1812 Felling Colliery

25/05/1812 - Felling Colliery - Explosion / Coal Dust Explosion, Methane Explosion

An Account of the Accident, and of the Recovery of the Bodies of the Sufferers.

About half past eleven o’clock on the morning of the 25th May, 1812, the neighbouring villages were alarmed by a tremendous explosion in this colliery. The subterraneous fire broke forth with two heavy discharges from the John Pit, which were, almost instantaneously, followed by one from the William Pit. A slight trembling, as from an earthquake, was felt for about half a mile around the workings; and the noise of the explosion, though dull, was heard to three or four miles distance, and much resembled an unsteady fire of infantry. Immense quantities of dust and small coal accompanied these blasts, and rose high into the air, in the form of an inverted cone. The heaviest part of the ejected matter, such as corves, pieces of wood, and small coal, fell near the pits; but the dust, borne away by a strong west wind, fell in a continued shower from the pit to the distance of a mile and a half.

In the village of Heworth, it caused a darkness like that of early twilight, and covered the roads so thickly, that the footsteps of passengers were strongly imprinted in it. The heads of both the shaft-frames were blown off, their sides set on fire, and their pullies shattered in pieces; but the pullies of the John Pit gin, being on a crane not within the influence of the blast, were fortunately preserved. The coal dust, ejected from the William Pit into the drift or horizontal parts of the tube, was about three inches thick, and soon burnt to a light cinder. Pieces of burning coal, driven off the solid stratum of the mine, were also blown up this shaft.

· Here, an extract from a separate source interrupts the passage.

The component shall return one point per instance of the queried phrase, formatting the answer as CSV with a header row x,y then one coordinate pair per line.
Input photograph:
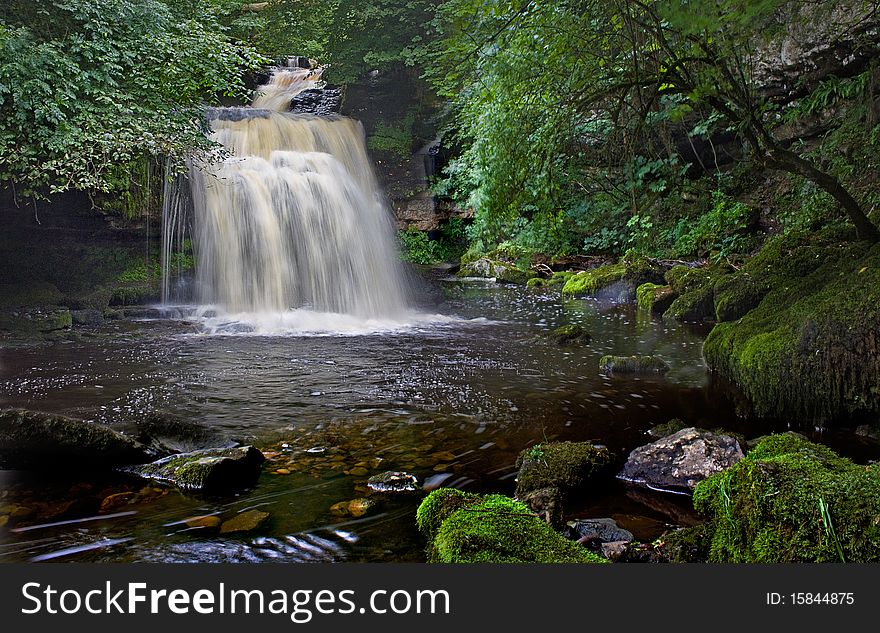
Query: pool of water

As soon as the explosion was heard, the wives and children of the workmen ran to the working-pit. Wildness and terror were pictured in every countenance. The crowd from all sides soon collected to the number of several hundreds, some crying out for a husband, others for a parent or a son, and all deeply affected with an admixture of horror, anxiety, and grief. The machine being rendered useless by the eruption, the rope of the gin was sent down the pit with all expedition. In the absence of horses, a number of men, whom the w.sh to be instrumental in rescuing their neighbours from their perilous situation, seemed to supply with strength proportionate to the urgency of the occasion, put their shoulders to the starts or shafts of the gin, and wrought it with astonishing expedition.

By twelve o’clock, 33 persons, all that survived this dreadful calamity, were brought to day-light. The dead bodies of two boys, numbers one and four, who were miserably scorched and shattered, were also brought up at this time: three boys, viz. numbers two, three and five, out of the 33 who escaped alive, died within a few hours after the accident. Only thirty persons were, therefore, left to relate what they observed of the appearances and effects of this subterraneous thundering. One hundred and twenty-two were in the mine when it happened, and eighty seven remained in the workings. One overman, two wastemen, two deputies, one headsman or putter, (who had a violent toothache) and two masons, in all eight persons, came up at different intervals, a short time before the explosion.

This accident claimed the lives of 92 people.